FDA Releases Six Draft Guidance Documents for Gene Therapy

Posted in :: 2018 Volume 3 :: Thursday, August 23rd, 2018

The United States Food and Drug Administration (FDA) released six draft guidance documents related to gene therapy. Three of the guidance documents are disease-specific, and three are related to manufacturing. According to Scott Gottlieb, MD, FDA Commissioner, these documents are the building blocks of the FDA’s framework for advancing gene therapy while requiring safety and effectiveness. The guidance is part of the FDA’s efforts to provide clear recommendations to sponsors and researchers.

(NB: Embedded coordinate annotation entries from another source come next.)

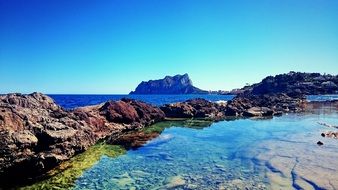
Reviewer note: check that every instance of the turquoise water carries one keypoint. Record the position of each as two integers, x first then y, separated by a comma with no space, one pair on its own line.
278,153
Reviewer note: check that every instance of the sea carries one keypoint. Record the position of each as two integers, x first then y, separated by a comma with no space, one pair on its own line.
256,153
71,101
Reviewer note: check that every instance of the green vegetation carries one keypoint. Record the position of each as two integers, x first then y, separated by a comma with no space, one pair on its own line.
64,176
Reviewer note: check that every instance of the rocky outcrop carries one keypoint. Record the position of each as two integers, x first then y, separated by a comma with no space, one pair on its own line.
240,106
131,113
264,105
178,84
296,83
36,134
194,108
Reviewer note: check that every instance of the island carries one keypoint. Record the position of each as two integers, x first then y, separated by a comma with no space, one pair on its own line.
37,135
178,84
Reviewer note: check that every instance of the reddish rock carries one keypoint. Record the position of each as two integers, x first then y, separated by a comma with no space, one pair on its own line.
194,108
36,134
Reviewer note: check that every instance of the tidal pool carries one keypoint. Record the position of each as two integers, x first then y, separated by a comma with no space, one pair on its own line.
278,153
271,153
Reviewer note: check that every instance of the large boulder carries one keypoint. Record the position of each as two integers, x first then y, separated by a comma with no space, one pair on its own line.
36,134
194,108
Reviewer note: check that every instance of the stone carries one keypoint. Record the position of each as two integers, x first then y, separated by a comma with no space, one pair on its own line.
175,182
178,84
36,134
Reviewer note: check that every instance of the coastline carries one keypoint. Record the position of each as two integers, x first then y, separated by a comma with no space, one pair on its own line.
114,119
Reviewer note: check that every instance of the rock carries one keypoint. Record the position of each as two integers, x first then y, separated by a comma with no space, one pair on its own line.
296,84
175,182
330,134
194,108
178,84
131,111
133,140
37,135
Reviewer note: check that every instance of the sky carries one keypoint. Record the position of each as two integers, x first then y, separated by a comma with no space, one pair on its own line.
110,46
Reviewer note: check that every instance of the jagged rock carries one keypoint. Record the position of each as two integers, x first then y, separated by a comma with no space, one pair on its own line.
178,84
36,134
295,84
194,108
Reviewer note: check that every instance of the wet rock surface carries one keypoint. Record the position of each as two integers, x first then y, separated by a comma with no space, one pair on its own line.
296,83
194,108
37,135
243,105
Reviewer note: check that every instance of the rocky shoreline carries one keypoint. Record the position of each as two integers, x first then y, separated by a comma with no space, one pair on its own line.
37,135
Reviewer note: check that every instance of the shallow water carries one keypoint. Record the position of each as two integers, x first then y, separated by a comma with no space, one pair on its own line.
278,153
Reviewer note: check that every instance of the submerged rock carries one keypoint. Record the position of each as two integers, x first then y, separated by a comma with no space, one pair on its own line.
194,108
37,135
175,182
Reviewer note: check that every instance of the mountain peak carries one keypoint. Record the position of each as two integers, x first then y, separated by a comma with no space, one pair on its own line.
178,84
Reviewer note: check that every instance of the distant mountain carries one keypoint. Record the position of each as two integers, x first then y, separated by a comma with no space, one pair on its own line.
294,83
178,84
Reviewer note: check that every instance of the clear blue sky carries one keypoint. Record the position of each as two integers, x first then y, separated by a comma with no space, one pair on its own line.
82,46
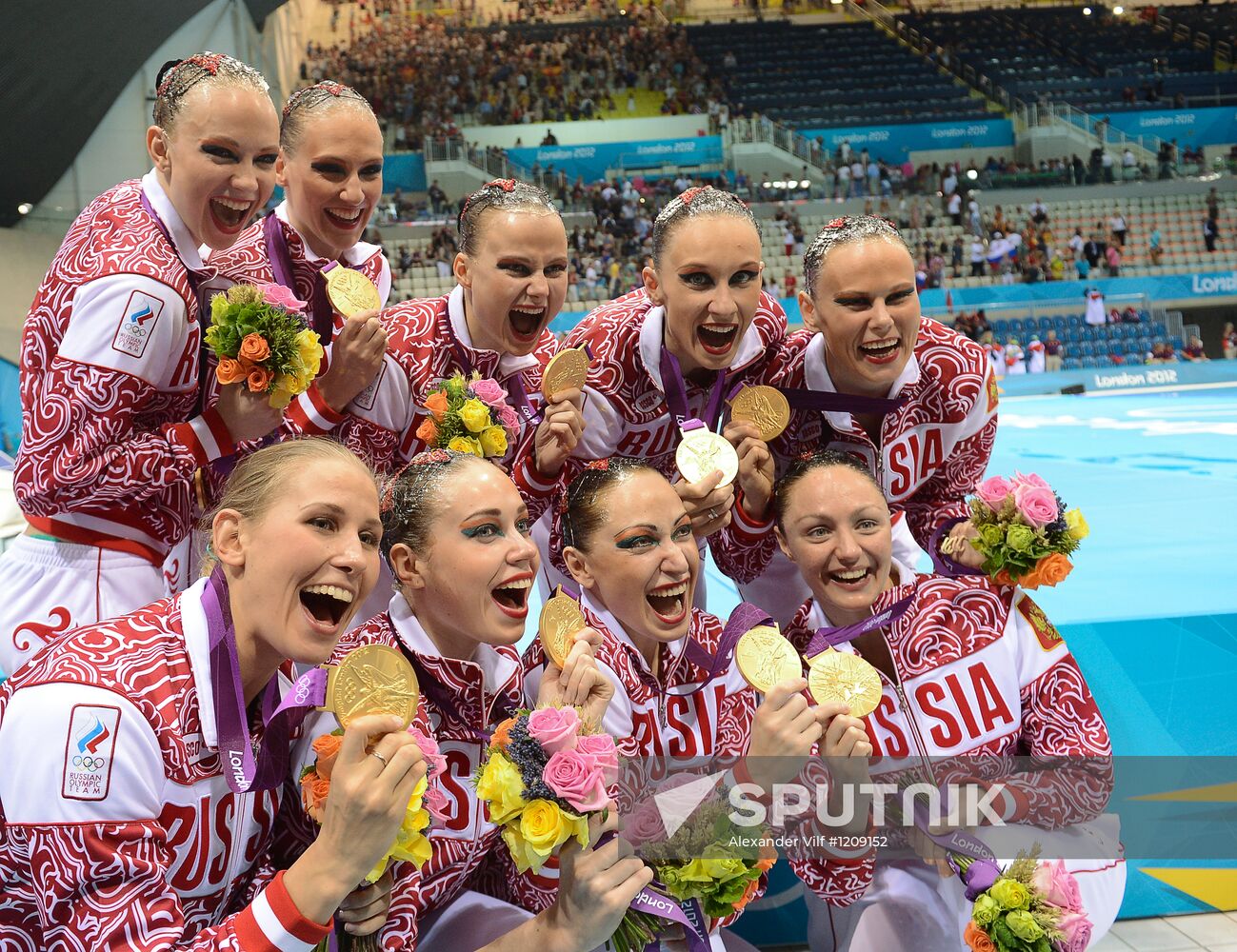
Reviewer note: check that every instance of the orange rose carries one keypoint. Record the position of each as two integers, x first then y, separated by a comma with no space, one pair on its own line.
255,347
259,379
501,736
313,794
977,940
429,431
229,371
437,405
1053,569
327,747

Read FDA Commissioner’s Statements

Chemistry, Manufacturing, and Control (CMC) Information for Human Gene Therapy Investigational New Drug Applications (INDs); Draft Guidance for Industry

The FDA highlights the importance of establishing standardized procedures for cell collection and handling across all collection sites for multi-center clinical trials to assure the quality and safety of the final product as well as ensuring control of the manufacturing process. A list of collection sites, the FDA Establishment Identifier, and accreditations for compliance with established standards (e.g., Foundation for the Accreditation of Cellular Therapy) should be included in the IND.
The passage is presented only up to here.